How sadly fitting that news of Charles Keating's death arrives on the same day the conservative majority on the U.S. Supreme Court -- aka the Corporate Court -- continued its gutting of campaign finance laws.
If Keating's name rings a faint bell in your memory, it's probably because of his association with the Savings & Loan scandal of the 1980s. But Keating first made a splash -- and many of his political friends -- as a crusader for "decency" and "morality."
Keating spent decades engaged in a personal war against pornography and freedom of expression. President Nixon appointed him to The President's Commission on Obscenity and Pornography, and when that commission called for an end to laws against consenting adults obtaining pornography, Keating led the dissenters, whose report was written with the help of Pat Buchanan. He spent the 1970s waging a crusade in Cincinnati, seeking to shut down film and theater productions that violated his sense of "decency." He inspired campaigns against bookstores and libraries. Not surprisingly, he was a zealous homophobe: "Homosexuals should be prosecuted and put in jail."
All of which earned Keating the nickname, "Mr. Clean."
Which brings us to the point of this reflection about the warped way in which "morality" is often talked about in public life: Charles Keating was a man who defined himself as a champion of what he called decency when it came to depictions of sex. But as a businessman he led a profoundly irresponsible and immoral scheme that robbed thousands of people of their life savings and plans they had for their retirement years.

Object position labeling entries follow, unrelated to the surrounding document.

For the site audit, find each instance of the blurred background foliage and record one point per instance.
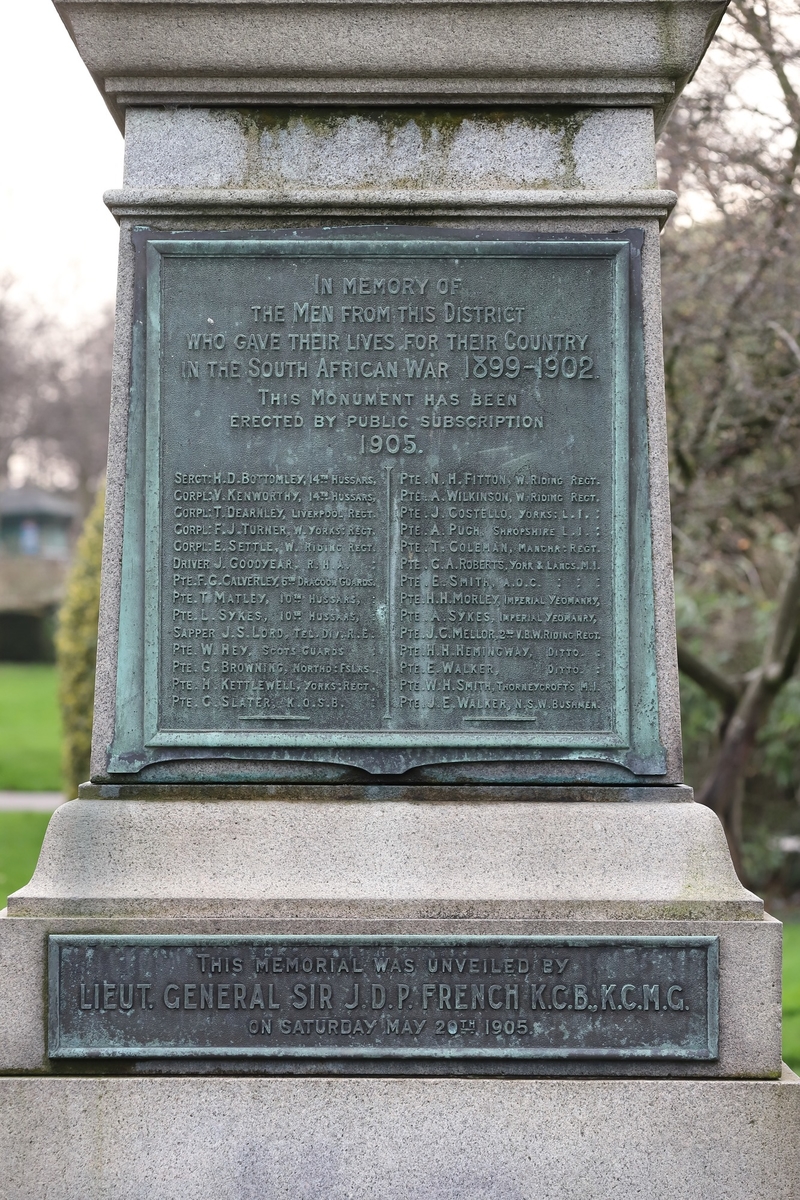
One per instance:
(76, 648)
(732, 357)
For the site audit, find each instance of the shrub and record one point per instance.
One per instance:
(76, 648)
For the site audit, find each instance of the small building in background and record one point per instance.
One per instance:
(37, 532)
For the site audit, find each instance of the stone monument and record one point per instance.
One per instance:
(386, 882)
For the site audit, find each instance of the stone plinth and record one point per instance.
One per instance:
(349, 1139)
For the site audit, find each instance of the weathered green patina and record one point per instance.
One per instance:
(395, 507)
(385, 997)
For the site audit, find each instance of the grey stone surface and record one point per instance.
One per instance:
(198, 148)
(343, 793)
(384, 858)
(169, 52)
(750, 978)
(234, 1139)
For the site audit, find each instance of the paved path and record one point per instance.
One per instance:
(30, 802)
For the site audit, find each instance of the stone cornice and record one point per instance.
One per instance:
(402, 52)
(139, 203)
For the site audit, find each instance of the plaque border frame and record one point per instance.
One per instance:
(138, 742)
(564, 1054)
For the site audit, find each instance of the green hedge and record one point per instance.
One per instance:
(76, 648)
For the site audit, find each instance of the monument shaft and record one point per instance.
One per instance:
(386, 777)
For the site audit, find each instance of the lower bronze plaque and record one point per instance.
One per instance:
(383, 997)
(386, 505)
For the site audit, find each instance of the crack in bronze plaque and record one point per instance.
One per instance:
(383, 997)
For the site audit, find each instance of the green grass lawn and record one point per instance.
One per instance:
(792, 996)
(20, 837)
(30, 729)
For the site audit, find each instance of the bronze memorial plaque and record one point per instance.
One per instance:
(383, 997)
(388, 504)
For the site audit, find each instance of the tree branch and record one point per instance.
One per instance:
(786, 337)
(714, 683)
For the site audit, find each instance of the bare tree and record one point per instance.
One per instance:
(732, 324)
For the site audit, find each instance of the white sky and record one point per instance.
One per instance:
(60, 150)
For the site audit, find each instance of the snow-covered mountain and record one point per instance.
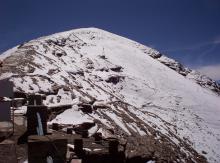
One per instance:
(164, 110)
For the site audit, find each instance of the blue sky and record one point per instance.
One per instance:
(186, 30)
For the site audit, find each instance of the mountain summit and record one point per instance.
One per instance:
(163, 110)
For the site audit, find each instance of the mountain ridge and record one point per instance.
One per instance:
(132, 87)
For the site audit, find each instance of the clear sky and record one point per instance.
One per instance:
(186, 30)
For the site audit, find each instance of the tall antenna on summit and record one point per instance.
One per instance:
(103, 51)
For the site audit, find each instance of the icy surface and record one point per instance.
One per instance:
(133, 87)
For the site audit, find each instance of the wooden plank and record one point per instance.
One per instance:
(8, 152)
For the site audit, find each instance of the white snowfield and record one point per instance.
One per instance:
(95, 64)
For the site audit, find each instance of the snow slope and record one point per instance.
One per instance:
(131, 89)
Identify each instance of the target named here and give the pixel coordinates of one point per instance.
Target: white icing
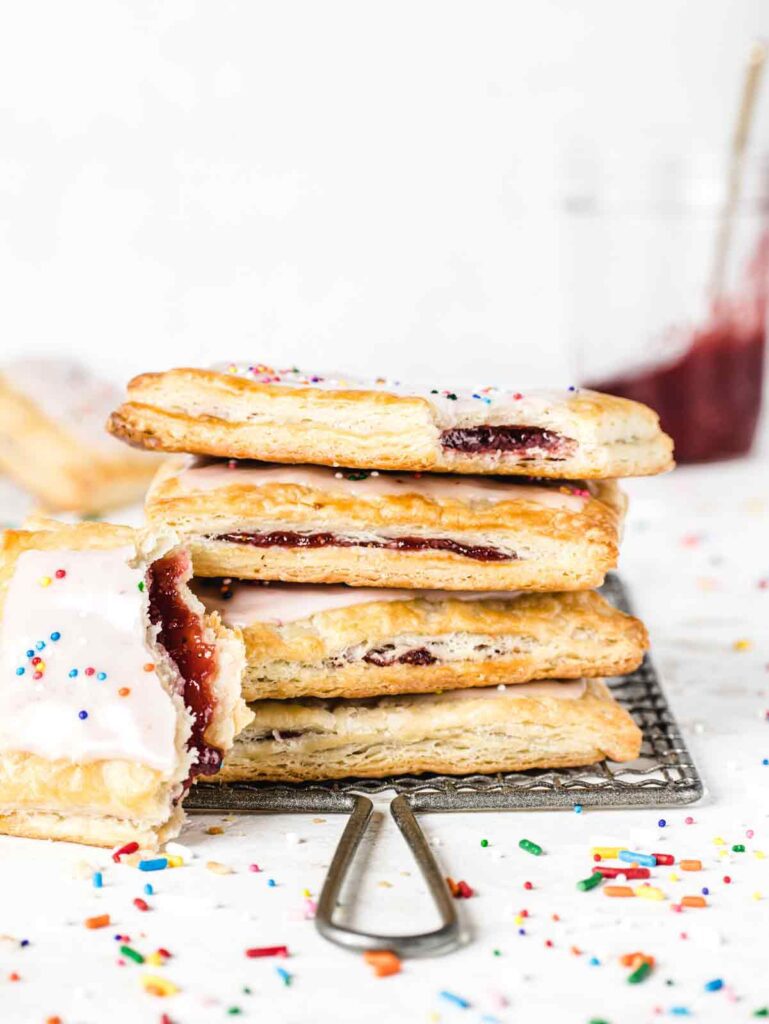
(202, 477)
(70, 394)
(286, 602)
(100, 614)
(561, 689)
(483, 404)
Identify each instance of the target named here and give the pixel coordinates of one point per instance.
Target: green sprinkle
(641, 972)
(587, 884)
(132, 954)
(529, 847)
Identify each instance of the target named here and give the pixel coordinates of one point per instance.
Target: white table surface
(696, 556)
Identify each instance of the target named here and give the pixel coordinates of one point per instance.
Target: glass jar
(652, 314)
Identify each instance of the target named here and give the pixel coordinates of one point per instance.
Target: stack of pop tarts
(413, 571)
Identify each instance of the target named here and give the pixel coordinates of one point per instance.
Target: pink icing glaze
(204, 477)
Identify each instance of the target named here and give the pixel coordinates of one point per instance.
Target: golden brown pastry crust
(104, 802)
(476, 732)
(494, 640)
(557, 548)
(211, 413)
(62, 471)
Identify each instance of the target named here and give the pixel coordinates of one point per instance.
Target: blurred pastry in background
(53, 442)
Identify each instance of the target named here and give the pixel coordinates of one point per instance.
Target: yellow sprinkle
(649, 892)
(606, 851)
(217, 868)
(156, 985)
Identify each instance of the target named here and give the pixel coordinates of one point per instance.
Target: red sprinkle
(628, 872)
(124, 850)
(258, 951)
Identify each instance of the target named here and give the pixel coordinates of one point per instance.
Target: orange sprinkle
(690, 865)
(100, 922)
(618, 891)
(635, 960)
(694, 901)
(383, 962)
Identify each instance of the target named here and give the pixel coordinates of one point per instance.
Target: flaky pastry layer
(423, 643)
(453, 733)
(284, 417)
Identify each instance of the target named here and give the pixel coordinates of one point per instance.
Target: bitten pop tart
(116, 688)
(328, 641)
(251, 411)
(371, 528)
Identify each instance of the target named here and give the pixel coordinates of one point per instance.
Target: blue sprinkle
(456, 999)
(647, 859)
(155, 864)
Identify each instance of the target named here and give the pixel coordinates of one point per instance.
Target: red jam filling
(181, 636)
(383, 657)
(288, 539)
(518, 440)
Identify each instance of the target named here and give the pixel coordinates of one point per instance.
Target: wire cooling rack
(663, 776)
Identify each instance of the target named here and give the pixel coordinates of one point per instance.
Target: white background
(360, 185)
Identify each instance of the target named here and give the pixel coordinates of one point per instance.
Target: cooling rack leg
(441, 940)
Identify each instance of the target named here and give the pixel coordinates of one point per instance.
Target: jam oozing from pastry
(181, 636)
(517, 440)
(289, 539)
(383, 657)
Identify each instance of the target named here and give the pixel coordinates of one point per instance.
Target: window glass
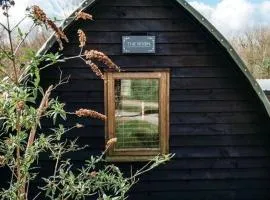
(137, 113)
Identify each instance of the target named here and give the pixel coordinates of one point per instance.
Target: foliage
(254, 48)
(24, 103)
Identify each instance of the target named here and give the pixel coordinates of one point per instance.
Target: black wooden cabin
(219, 116)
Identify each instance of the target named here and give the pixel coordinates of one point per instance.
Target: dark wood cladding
(219, 130)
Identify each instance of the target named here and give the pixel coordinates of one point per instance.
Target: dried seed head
(90, 113)
(20, 105)
(59, 34)
(101, 57)
(93, 174)
(79, 125)
(2, 160)
(82, 38)
(39, 14)
(83, 15)
(111, 142)
(95, 69)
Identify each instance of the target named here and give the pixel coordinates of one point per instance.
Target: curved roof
(205, 23)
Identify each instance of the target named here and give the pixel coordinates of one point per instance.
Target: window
(137, 106)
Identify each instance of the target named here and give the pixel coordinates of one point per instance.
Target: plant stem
(24, 38)
(11, 47)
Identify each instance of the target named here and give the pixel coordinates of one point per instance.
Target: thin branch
(42, 107)
(25, 17)
(4, 26)
(4, 72)
(11, 47)
(24, 38)
(37, 196)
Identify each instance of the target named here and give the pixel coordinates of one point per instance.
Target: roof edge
(51, 40)
(224, 42)
(206, 24)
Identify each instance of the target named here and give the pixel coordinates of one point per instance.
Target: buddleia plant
(24, 103)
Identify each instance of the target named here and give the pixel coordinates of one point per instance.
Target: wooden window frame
(137, 154)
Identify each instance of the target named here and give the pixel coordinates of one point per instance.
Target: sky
(230, 17)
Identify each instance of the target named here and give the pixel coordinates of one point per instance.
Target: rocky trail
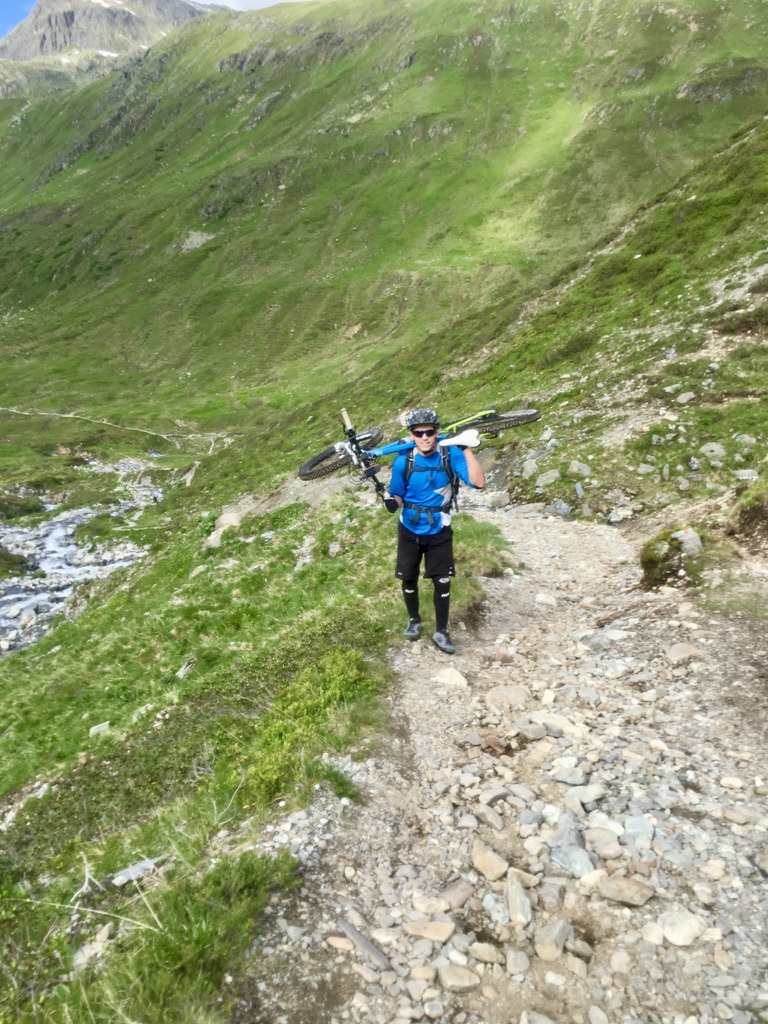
(567, 822)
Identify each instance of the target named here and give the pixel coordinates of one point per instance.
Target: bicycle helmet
(422, 417)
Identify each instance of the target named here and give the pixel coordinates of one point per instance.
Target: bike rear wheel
(493, 424)
(330, 460)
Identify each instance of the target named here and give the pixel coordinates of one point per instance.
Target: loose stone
(434, 931)
(458, 979)
(681, 928)
(624, 890)
(487, 861)
(550, 939)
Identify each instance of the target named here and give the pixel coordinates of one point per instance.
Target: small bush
(295, 727)
(749, 518)
(11, 564)
(12, 507)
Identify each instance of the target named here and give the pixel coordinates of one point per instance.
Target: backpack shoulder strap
(410, 462)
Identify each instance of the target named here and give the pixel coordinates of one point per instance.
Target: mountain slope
(261, 185)
(54, 28)
(260, 220)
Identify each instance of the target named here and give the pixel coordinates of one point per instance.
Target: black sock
(441, 602)
(411, 596)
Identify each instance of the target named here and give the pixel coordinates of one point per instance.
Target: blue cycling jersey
(431, 488)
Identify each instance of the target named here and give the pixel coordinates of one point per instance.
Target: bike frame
(368, 457)
(358, 455)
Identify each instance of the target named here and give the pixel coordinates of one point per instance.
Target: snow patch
(195, 240)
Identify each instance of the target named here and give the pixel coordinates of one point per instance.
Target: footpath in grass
(224, 674)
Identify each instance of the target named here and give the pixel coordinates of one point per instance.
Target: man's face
(425, 437)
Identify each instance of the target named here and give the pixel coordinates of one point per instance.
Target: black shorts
(437, 550)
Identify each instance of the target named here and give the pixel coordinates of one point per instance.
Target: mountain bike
(359, 449)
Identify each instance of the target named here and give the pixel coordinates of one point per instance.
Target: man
(422, 488)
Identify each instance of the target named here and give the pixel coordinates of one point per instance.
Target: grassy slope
(363, 196)
(453, 233)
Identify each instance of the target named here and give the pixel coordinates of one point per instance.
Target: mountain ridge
(55, 28)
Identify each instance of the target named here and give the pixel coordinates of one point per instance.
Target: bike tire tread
(492, 426)
(324, 463)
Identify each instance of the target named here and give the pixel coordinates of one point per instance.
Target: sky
(13, 11)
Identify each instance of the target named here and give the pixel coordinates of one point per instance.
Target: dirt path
(568, 821)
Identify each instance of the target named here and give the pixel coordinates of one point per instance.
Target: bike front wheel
(492, 424)
(330, 460)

You can read more about his financial misdeeds in the New York Times obituary, but the bottom line is this: Keating and his cronies took advantage of financial deregulation to turn Lincoln Savings & Loan into a monstrous machine for milking customers, and ultimately taxpayers, out of vast sums of money.
It's not that their brazen activities didn't raise red flags -- regulators had them in their sights. But Keating shared his wealth through campaign contributions, and five U.S. Senators -- who became infamous as the "Keating Five"-- weighed in and helped Keating get federal regulators to back off. Before it all fell apart a couple of years later, many more people were bilked. "Asked once whether his payments to politicians had worked," the Times reports, "he told reporters, 'I want to say in the most forceful way I can: I certainly hope so.'" Hello, Chief Justice Roberts!
Today, Keating's spiritual and political descendants include right-wing politicians, religious right groups, and political activists who pronounce themselves defenders of decency, morality, and family values, who rail against marriage equality and depictions of LGBT people in popular culture, all while supporting policies that yank the safety net out from under desperate families (see Paul Ryan's new budget).
They, the defenders of all that is good and decent, abuse their political power to make voting harder for millions of people. They want to destroy the federal government's capacity to protect workers, communities and the environment by dismantling the regulatory structure. But those things don't make them immoral. No, they reserve that designation for the growing majority of people who support equality under the law for LGBT people, who want to allow loving same-sex couples to protect their families and children by getting married.
I guess it depends how you define decency.